"O analfabeto político"
Atribui-se a Bertolt Brecht, renomado dramaturgo, poeta e romancista alemão (1898-1956), o aclamado poema ─ e muitas vezes também ignorado ─ “O analfabeto político”. Brecht viveu o efervescente período político e social que incluiu as duas guerras mundiais e a Revolução Russa, quando se confrontavam convicções monarquistas, republicanas, fascistas, nazistas, capitalistas, socialistas e comunistas. O poeta disse de si mesmo: “Sempre fui politizado, pois só podemos mudar a realidade quando somos instruídos por ela”.
Talvez o poema esteja tantas vezes ausente dos livros do poeta pela agudeza das palavras, que, sem dúvida, são duras recriminadoras do pecado que todos nós costumamos cometer, pelo menos em alguns momentos da vida: o pecado do alheamento e da omissão. Quem não conhece o poema deve procurar conhecê-lo, ele é facilmente encontrável na web. Um trecho, que não é o mais pungente e cruel, diz:
“Não sabe o imbecil [o analfabeto político] que da sua ignorância política
nasce a prostituta, o menor abandonado
e o pior de todos os bandidos,
que é o político vigarista, pilantra,
corrupto e lacaio das empresas
nacionais e multinacionais.”
Por suas convicções e seus contundentes escritos, Brecht foi obrigado a ter uma vida de refugiado político: Alemanha, Dinamarca, Suécia, EUA, Suíça e de volta à Alemanha, após o final da Segunda Guerra Mundial e do regime nazista. Sua peregrinação pelos países que lhe concediam asilo parece traduzir o conhecido aforismo: “A mentira desgasta relacionamentos; a verdade não, a verdade devasta”.

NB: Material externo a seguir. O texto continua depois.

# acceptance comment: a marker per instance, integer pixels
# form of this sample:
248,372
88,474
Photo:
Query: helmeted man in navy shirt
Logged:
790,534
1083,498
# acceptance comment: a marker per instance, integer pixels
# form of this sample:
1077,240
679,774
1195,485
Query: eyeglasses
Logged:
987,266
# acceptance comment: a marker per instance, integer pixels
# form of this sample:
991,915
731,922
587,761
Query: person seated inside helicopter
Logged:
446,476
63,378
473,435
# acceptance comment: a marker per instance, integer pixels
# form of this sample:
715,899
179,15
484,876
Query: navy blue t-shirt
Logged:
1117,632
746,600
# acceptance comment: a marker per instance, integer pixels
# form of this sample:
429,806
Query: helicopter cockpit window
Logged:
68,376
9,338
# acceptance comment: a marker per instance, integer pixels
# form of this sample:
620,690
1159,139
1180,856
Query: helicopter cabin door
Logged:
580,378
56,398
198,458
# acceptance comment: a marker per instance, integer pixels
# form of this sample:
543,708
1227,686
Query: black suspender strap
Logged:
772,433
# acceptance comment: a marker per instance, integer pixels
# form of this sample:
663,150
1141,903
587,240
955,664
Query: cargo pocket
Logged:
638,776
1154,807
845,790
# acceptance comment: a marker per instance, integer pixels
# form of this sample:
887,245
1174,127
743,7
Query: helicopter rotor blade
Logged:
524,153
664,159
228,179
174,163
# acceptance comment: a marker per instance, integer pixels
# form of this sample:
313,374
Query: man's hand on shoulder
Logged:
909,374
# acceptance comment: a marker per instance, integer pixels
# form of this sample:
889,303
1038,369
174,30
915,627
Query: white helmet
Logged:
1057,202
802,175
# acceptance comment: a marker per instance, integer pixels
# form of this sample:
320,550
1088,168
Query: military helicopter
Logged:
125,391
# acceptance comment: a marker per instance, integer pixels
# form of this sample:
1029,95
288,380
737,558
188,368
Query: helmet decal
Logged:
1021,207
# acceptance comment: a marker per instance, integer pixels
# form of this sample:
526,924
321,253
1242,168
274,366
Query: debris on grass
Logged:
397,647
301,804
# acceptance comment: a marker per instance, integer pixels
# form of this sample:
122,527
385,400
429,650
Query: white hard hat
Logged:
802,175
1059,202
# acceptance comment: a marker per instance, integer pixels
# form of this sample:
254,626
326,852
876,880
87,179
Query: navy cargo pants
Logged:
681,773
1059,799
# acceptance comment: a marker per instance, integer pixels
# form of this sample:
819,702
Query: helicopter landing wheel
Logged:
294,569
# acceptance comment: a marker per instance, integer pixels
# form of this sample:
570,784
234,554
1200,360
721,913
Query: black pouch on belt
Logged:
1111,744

Atualmente, no século XXI, estamos vivendo outro momento de efervescência política e social, agora com recrudescidas sequelas bélicas e ambientais globais, que muitos entendem que podem pôr em risco a própria sobrevivência da civilização atual. Neonazismo, neofacismo, extremados autoritarismos e fundamentalismos, crescente violência, terrorismo, racismo, xenofobia e intolerâncias de toda ordem, a par de crises econômicas, ambientais e políticas, indicam que a humanidade encontra-se num drástico momento de falência dos arranjos vigentes. Anúncio de uma necessária transição para um novo arranjo civilizatório, que seja capaz de superar a crônica incapacidade de empatia e de diálogo, que resulta nas imensas desigualdades sociais. É hora de encarar e corrigir a desumana realidade de injustiças que vivemos, e não dela se alienar, fazendo de conta que ela não existe.
Mouzar Benedito, amigo jornalista e escritor que ama o Brasil e sua diversidade cultural, definiu a si mesmo numa frase: “Nunca acreditei em jornalismo imparcial; temos lado, sempre. Quem se omite é do lado dos opressores.” Melhor assumir o lado, e debater o bom debate, que omitir-se, e assim personificar o analfabeto político.
Só o exercício do bom debate, ainda que no início nossas arraigadas paixões obnubilem nossa razão e compreensão, há de nos ensinar a enxergar os caminhos para que a humanidade enfim ultrapasse a era dos egocêntricos instintos animais e alcance a idade da solidariedade e da harmonia. O salto que já estamos preparados para dar, mas que ainda tanto titubeamos.